Most of the recent work concentrates on grasp generalization either by observing human grasping or through off- and on-line learning directly on the robot. Kroemer et al. [32.74] demonstrates generalization capabilities using a pouring task scenario. The goal of the approach is to find a part of the object that is most likely to afford the demonstrated action. The learning method is based on the kernel logistic regression. Herzog et al. [32.75] stores a set of local templates of object that a human is interacting with. If a local part of an object segmented online is similar to a template in the database, the associated grasp hypothesis is executed. Song et al. [32.62] approach the problem of inferring a full grasp configuration in relation to a specific task the object is intended for. As in [32.76], the joint distribution over various grasping variables is modeled as a Bayesian network. Additional variables like task, object category and task constraints are introduced. The structure of this model is learned given a large number of grasp examples generated in a simulator and annotated with grasp quality metrics as well as suitability for a specific task. The learned quality of grasps on specific objects given a task is visualized in Fig. 32.5.

Fig. 32.5
figure 5

Ranking of approach vectors on different objects given a specific task. The brighter an area the higher the rank. The darker an area, the lower the rank (after [32.62])
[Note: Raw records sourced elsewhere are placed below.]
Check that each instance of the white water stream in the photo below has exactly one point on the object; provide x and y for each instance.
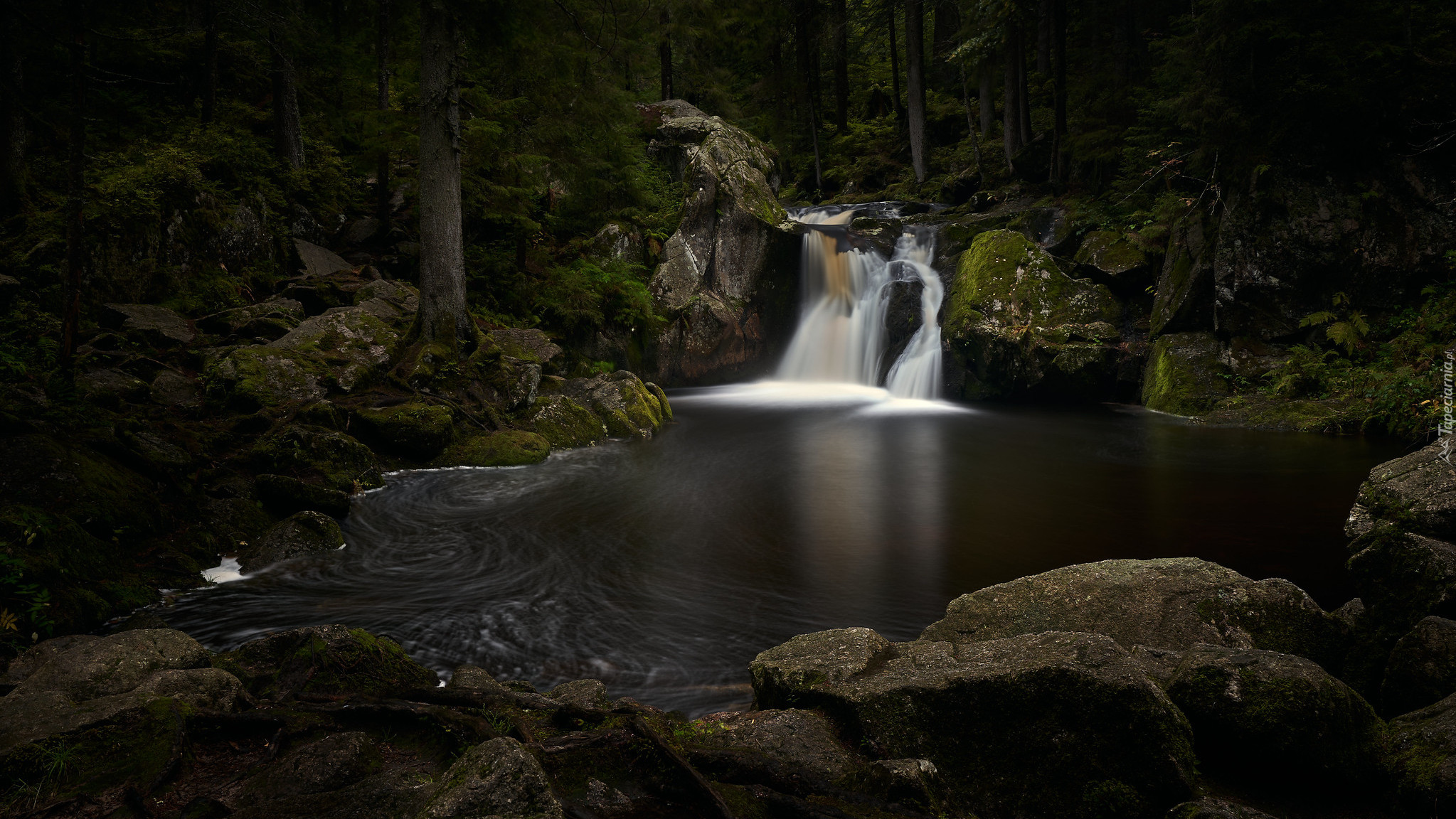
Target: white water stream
(842, 331)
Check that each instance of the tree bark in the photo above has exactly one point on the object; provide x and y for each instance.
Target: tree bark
(208, 60)
(12, 117)
(1011, 107)
(442, 318)
(287, 122)
(841, 44)
(915, 85)
(382, 205)
(76, 190)
(987, 98)
(664, 54)
(894, 61)
(1059, 58)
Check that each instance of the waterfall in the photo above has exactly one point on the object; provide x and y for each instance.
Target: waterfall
(846, 296)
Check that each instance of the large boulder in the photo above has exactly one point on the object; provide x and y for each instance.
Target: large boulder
(300, 534)
(325, 663)
(624, 403)
(415, 429)
(1421, 668)
(506, 449)
(1423, 745)
(717, 272)
(997, 716)
(1186, 374)
(1021, 326)
(1168, 603)
(494, 778)
(1270, 719)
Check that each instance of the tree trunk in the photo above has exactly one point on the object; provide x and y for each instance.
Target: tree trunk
(987, 98)
(1023, 93)
(1011, 107)
(1059, 58)
(12, 117)
(287, 125)
(915, 86)
(208, 60)
(894, 61)
(382, 207)
(841, 44)
(76, 190)
(970, 125)
(442, 318)
(664, 54)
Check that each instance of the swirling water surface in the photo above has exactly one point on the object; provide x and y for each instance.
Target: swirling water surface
(664, 566)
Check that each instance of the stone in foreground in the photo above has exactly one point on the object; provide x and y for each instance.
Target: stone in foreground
(1171, 603)
(997, 716)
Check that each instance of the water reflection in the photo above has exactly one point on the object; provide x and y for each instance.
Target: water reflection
(664, 566)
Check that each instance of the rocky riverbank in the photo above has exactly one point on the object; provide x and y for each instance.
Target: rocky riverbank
(1125, 688)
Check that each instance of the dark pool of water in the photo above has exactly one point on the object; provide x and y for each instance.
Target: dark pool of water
(664, 566)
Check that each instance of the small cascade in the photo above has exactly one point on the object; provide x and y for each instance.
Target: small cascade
(846, 294)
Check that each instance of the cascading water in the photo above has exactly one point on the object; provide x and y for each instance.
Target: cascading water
(846, 296)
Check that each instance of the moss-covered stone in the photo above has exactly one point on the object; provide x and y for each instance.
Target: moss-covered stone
(325, 663)
(564, 422)
(506, 449)
(1272, 719)
(338, 460)
(1184, 374)
(413, 429)
(1024, 326)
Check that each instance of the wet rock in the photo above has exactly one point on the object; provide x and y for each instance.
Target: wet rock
(414, 429)
(1277, 719)
(1018, 325)
(621, 400)
(494, 778)
(287, 495)
(1168, 603)
(711, 281)
(1418, 491)
(339, 460)
(563, 422)
(110, 387)
(319, 261)
(1423, 748)
(583, 693)
(115, 664)
(149, 323)
(328, 764)
(325, 663)
(172, 389)
(1076, 705)
(475, 678)
(1421, 668)
(780, 745)
(300, 534)
(506, 449)
(1186, 374)
(1111, 255)
(1215, 809)
(38, 655)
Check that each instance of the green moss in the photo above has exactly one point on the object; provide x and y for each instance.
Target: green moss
(1184, 374)
(507, 449)
(413, 429)
(563, 422)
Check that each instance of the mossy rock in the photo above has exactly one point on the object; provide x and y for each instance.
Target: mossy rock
(413, 429)
(565, 422)
(325, 663)
(339, 460)
(506, 449)
(1186, 374)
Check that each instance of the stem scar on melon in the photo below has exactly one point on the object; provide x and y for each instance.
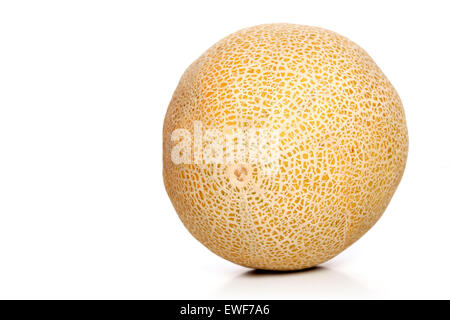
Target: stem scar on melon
(341, 149)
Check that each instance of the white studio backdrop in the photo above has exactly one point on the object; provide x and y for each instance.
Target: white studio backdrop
(84, 86)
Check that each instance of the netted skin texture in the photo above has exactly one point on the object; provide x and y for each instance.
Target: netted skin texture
(343, 146)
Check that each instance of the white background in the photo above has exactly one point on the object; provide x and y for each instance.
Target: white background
(84, 86)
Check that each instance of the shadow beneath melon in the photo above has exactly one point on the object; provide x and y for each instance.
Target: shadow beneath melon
(313, 283)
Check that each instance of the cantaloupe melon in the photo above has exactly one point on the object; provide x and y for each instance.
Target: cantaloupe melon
(342, 146)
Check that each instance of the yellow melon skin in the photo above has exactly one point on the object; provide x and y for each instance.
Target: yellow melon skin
(343, 146)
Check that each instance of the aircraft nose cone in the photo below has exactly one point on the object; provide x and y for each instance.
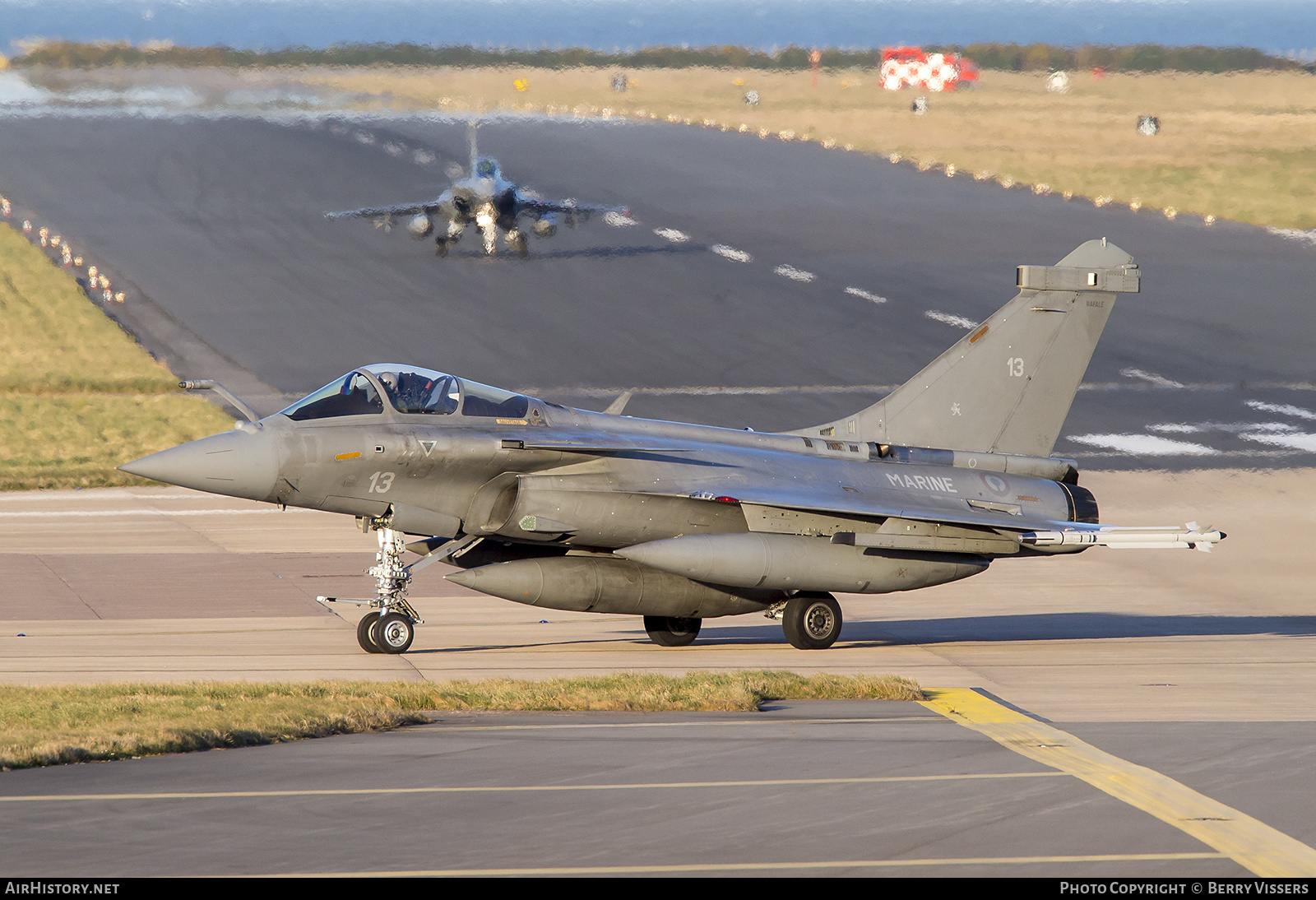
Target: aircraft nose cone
(240, 463)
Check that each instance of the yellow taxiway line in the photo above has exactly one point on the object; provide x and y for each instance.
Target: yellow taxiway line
(765, 866)
(1252, 844)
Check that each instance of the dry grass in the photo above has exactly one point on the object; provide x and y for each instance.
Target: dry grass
(50, 726)
(78, 397)
(1234, 146)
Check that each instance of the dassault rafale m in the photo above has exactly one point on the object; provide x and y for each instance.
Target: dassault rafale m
(599, 512)
(484, 199)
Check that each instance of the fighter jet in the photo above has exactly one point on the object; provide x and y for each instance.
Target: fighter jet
(486, 200)
(599, 512)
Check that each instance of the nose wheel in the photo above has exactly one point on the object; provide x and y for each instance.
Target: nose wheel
(366, 632)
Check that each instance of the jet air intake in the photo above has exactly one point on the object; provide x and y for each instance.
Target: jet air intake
(795, 562)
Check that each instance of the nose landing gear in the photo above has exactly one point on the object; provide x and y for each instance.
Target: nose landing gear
(390, 627)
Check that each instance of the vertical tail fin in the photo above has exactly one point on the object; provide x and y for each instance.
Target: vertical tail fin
(1008, 384)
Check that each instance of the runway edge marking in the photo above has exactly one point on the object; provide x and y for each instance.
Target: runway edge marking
(1252, 844)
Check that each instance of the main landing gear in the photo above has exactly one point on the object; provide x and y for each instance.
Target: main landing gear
(811, 621)
(671, 630)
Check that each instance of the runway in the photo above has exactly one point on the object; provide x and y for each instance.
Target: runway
(765, 283)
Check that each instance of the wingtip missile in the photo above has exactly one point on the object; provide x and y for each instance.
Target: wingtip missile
(1129, 538)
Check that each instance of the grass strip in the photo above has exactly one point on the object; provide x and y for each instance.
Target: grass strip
(52, 726)
(78, 397)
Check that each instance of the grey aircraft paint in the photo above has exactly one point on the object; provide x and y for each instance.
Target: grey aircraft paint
(599, 512)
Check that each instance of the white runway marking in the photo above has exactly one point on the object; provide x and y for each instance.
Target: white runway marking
(1289, 440)
(958, 322)
(861, 292)
(1294, 234)
(703, 390)
(1145, 445)
(794, 274)
(1282, 408)
(1151, 378)
(730, 253)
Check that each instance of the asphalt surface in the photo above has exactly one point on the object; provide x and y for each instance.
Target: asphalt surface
(824, 787)
(216, 226)
(215, 230)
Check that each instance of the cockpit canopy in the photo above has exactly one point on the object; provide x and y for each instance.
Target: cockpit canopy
(410, 390)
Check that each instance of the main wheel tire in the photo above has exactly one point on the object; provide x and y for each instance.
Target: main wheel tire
(395, 633)
(671, 630)
(366, 632)
(813, 621)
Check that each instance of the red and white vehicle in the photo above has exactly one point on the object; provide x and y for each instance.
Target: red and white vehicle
(928, 72)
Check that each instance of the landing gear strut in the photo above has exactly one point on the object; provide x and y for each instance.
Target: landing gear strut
(813, 621)
(392, 628)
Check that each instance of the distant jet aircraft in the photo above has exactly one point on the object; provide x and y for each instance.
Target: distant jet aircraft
(596, 512)
(486, 200)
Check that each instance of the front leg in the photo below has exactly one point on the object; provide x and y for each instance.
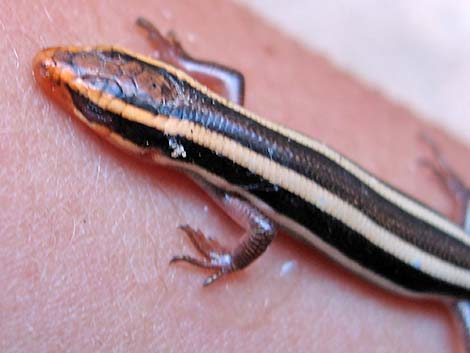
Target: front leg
(260, 231)
(461, 193)
(223, 80)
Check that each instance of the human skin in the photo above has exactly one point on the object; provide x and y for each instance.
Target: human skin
(87, 231)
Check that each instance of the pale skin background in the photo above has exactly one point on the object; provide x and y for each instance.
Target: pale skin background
(87, 232)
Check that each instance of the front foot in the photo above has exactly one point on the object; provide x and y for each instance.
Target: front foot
(215, 257)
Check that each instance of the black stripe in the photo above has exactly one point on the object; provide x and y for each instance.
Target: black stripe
(154, 89)
(350, 243)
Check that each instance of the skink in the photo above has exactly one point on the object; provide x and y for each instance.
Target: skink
(265, 175)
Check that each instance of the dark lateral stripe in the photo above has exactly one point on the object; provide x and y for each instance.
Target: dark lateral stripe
(192, 105)
(327, 228)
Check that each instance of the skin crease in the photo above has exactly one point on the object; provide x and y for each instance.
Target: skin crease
(87, 231)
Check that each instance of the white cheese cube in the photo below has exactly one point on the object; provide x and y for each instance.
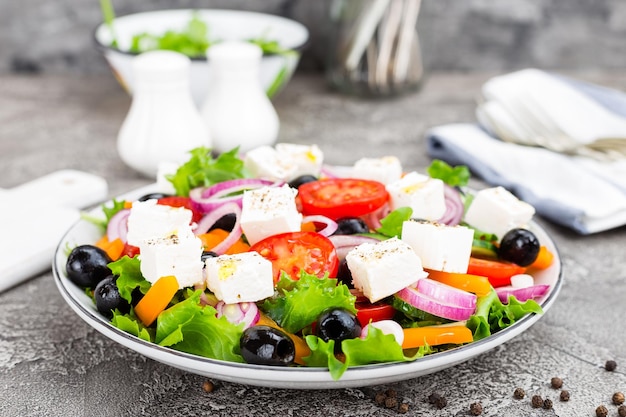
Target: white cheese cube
(383, 268)
(244, 277)
(268, 211)
(496, 210)
(423, 194)
(440, 247)
(172, 255)
(266, 162)
(386, 170)
(148, 220)
(307, 159)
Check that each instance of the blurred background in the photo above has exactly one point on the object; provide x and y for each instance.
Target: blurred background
(40, 36)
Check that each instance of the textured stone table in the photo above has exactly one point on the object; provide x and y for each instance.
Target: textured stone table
(53, 364)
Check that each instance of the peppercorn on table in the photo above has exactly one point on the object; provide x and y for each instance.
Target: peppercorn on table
(571, 362)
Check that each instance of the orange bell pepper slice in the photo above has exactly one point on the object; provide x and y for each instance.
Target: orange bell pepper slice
(302, 349)
(216, 236)
(436, 335)
(476, 284)
(156, 299)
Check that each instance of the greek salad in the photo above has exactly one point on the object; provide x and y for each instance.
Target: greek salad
(274, 258)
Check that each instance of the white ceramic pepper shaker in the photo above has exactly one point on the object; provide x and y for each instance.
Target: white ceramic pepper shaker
(236, 110)
(163, 123)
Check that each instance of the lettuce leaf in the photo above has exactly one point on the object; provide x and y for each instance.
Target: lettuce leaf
(203, 170)
(129, 276)
(297, 304)
(377, 347)
(492, 315)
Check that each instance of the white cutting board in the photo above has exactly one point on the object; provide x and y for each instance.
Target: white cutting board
(34, 216)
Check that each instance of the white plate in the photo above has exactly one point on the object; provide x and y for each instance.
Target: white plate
(84, 232)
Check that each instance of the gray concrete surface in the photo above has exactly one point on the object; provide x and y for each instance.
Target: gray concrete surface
(53, 364)
(40, 35)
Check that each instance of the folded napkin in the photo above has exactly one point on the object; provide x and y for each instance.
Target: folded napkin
(581, 187)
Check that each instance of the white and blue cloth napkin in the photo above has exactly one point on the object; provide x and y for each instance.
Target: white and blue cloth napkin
(576, 187)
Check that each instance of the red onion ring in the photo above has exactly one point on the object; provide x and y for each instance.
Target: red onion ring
(207, 199)
(454, 207)
(330, 226)
(118, 226)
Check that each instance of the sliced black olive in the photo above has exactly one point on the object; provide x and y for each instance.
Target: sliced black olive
(302, 179)
(108, 297)
(87, 265)
(153, 196)
(337, 324)
(519, 246)
(264, 345)
(351, 226)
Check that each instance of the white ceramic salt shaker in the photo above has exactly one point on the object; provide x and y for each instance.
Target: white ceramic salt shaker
(236, 110)
(163, 123)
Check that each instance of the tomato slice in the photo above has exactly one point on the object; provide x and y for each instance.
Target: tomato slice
(176, 201)
(367, 312)
(498, 273)
(293, 251)
(342, 197)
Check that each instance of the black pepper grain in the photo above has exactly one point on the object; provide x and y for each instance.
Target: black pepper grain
(547, 404)
(380, 398)
(556, 382)
(208, 386)
(610, 365)
(391, 402)
(476, 409)
(441, 402)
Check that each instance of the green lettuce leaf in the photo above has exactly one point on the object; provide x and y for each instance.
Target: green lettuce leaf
(297, 304)
(204, 170)
(189, 327)
(129, 276)
(492, 315)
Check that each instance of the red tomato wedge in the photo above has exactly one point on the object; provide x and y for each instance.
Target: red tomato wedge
(342, 197)
(498, 273)
(294, 251)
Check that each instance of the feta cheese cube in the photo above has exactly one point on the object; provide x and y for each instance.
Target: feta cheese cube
(268, 211)
(423, 194)
(386, 170)
(244, 277)
(440, 247)
(266, 162)
(172, 255)
(383, 268)
(307, 159)
(496, 210)
(148, 220)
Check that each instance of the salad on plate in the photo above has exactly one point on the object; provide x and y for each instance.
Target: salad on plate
(274, 258)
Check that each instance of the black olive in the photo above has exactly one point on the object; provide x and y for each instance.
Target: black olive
(337, 324)
(226, 222)
(153, 196)
(351, 226)
(264, 345)
(207, 254)
(519, 246)
(108, 297)
(302, 179)
(87, 265)
(344, 275)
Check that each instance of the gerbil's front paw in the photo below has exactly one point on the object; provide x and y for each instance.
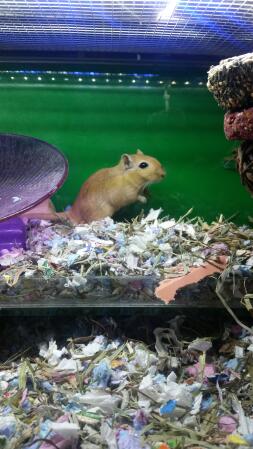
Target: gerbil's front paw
(142, 199)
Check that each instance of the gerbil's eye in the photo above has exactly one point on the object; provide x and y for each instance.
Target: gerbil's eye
(143, 165)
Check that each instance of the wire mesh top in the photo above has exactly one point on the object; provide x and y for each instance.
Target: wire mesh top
(210, 27)
(31, 171)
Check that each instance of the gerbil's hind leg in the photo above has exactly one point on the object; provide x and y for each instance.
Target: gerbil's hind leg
(142, 199)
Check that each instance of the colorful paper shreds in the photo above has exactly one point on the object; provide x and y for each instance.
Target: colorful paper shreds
(122, 394)
(145, 249)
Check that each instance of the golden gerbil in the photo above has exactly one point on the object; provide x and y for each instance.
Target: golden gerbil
(110, 189)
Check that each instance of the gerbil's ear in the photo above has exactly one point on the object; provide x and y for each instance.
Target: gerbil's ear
(127, 161)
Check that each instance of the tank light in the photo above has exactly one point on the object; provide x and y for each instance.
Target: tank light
(168, 11)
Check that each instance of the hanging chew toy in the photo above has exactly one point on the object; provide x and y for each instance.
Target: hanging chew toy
(244, 162)
(231, 83)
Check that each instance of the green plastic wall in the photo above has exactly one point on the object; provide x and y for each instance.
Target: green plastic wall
(93, 127)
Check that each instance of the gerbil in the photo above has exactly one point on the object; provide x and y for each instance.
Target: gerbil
(110, 189)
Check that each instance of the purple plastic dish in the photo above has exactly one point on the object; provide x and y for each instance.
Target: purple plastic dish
(30, 171)
(12, 234)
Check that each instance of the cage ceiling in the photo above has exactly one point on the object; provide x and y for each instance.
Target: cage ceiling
(210, 27)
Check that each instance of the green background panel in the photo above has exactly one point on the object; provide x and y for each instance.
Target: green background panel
(94, 126)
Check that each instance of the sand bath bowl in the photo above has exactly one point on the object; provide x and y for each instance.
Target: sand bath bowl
(30, 172)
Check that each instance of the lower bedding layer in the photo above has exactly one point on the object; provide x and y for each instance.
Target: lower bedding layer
(125, 380)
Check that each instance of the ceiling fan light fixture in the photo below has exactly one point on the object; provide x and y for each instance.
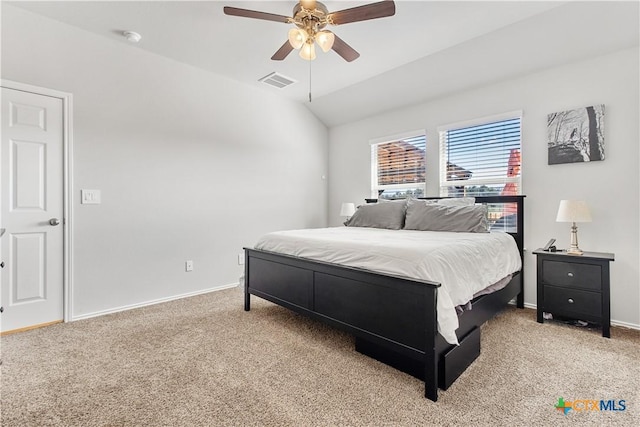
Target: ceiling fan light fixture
(325, 40)
(297, 37)
(308, 4)
(308, 52)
3 Conclusion and Further Reading

As main additional sources of reading, we recommend the textbooks by Hartley and Zisserman [32.12], Ma et al. [32.46], Faugeras [32.77], and Faugeras and Luong [32.11]. The reader is referred to Chap. 5 for fundamentals of estimation, to Chap. 35 for sensor fusion, to Chap. 34 for visual servoing, to Chap. 31 for range sensing, to Chap. 45 for 3-D models of the world, and to Chap. 46 for SLAM.

3-D vision is a rapidly advancing field and in this chapter we have covered only geometric approaches based on RGB cameras. Although depth sensors will become ubiquitous indoors and might be outdoors as well, RGB cameras remain formidable because of the higher number and larger diversity of features that can be matched and used for pose estimation and 3-D-modelling. Long range sensing can still be covered from motion with large translation while active sensors are constrained in terms of energy reflected from the environment.